Any reason why footnote 4 is in “Termination Handshake and SO_LINGER” instead of “OOB data (don’t hold your breath)”?

Regarding buffer size, what about tcp_rmem and tcp_wmem? man tcp says: tcp_rmem (since Linux 2.4) … TCP dynamically adjusts the size of the receive buffer from the defaults listed below, in the range of these values, depending on memory available in the system.

On my machine (Ubuntu 14, 24 GB RAM), newly created socket reports rcvbuf=87’380, sndbuf=16’384 and after connect() rcvbuf=1’061’808, sndbuf=2’626’560.

- "No Bugs" Hare says
  
  March 16, 2017 at 11:02 am
  
  re: footnote 4 – the reason was missing shortcode in the text ;-), fixed now, thanks!
  
  About tcp_rmem – you’re right, actually sizes can be even larger than I originally wrote, THANKS! Practically – it means that we have even more reasons to restrict them for games.

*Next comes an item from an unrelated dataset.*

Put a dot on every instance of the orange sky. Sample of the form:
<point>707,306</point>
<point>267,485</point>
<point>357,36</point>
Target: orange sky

These large buffers are optimized for file transfers – and games are very very different.
  
wodny says

April 1, 2017 at 11:16 pm

One more interesting thing to remember is that setting TCP_KEEPIDLE/TCP_KEEPINTVL/TCP_KEEPCNT to have a per application hung connections prevention timeout values does not influence the timeout when the connection is not idle and is waiting for an ACK. The TCP_USER_TIMEOUT option might be useful but it overrides the TCP_KEEPCNT value. Also as far as I remember results of my tests the TCP_USER_TIMEOUT value is not exactly the time between calling send() and getting ETIMEDOUT.